The penetration of fungicides in general is still quite low in key field crops. Nevertheless, fungicides are the main growth driver. Although azoles still dominate the market, there has been a visible switch in 2015, and it’s continuing in 2016: More farmers have started to use fungicides and/or have switched to more intensive technology with multi-AI products. The growth is mainly visible in cereals with 30% of the area being treated in 2015. While that figure is expected to grow in 2016, it leaves huge potential for development. Apart from cereals, there is obviously space for fungicide market development in sunflower (2% treated in 2015), sugar beet (area treated growing from 47% in 2014 to 64% by 2015) and soybean (growing from 7% to 15%).

Russia also differs from most of Europe in the practice of seed treatment. As the average size of a professional farm in Russia is much higher than that in the EU (about 1,000 ha), most farms require a more complex infrastructure for crop production. In terms of machinery there is still a big need for development, but seed treatment is primarily done on the farm. This is especially valid in cereals crops where 99% of the sowing material is of local production.

The seed-treatment market is growing as well as the competition on it. More farmers sow seeds treated with both fungicide and insecticide products, and trends show the share of complex fungo-insecticide products is growing. This market is still under development in cereals but is dominating in potatoes.

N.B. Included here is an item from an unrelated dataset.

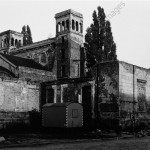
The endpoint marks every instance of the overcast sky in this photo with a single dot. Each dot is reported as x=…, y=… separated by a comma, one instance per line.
x=130, y=21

There appears to be a willingness to switch to innovative technology, but several obstacles limit investment. For instance, Russia’s grain storage capacities are limited, and this year, due to record volumes of production, some parts of the country are facing storage problems. This issue is complicated by the export challenges. Although this has little influence on the Southern regions with high yields and easy access to Black Sea ports, Siberia and Ural are limited by low storage capacities. On the other hand, the government’s aim to make Russia as self-sufficient as possible should be supported by the development of infrastructure in the coming years.

Huge Potential — Theoretically
Given the big areas available for cultivation, the opportunities for expanding and intensifying crop protection technology, and the willingness to develop, Russia should be one of the primary markets of interest of international producers. On the other hand, the shadow left by recent economic difficulties has not yet passed, and the political environment is still not clear for multinational companies. In fact, the atmosphere seems to be getting more hostile by the day. The pressure to have multinational companies localize production is in the air along with the import ban on crop protection products, but nothing is decided as of today. All things remaining constant, we can assume that companies that already are in the market will see further growth, but everything else depends on political decisions.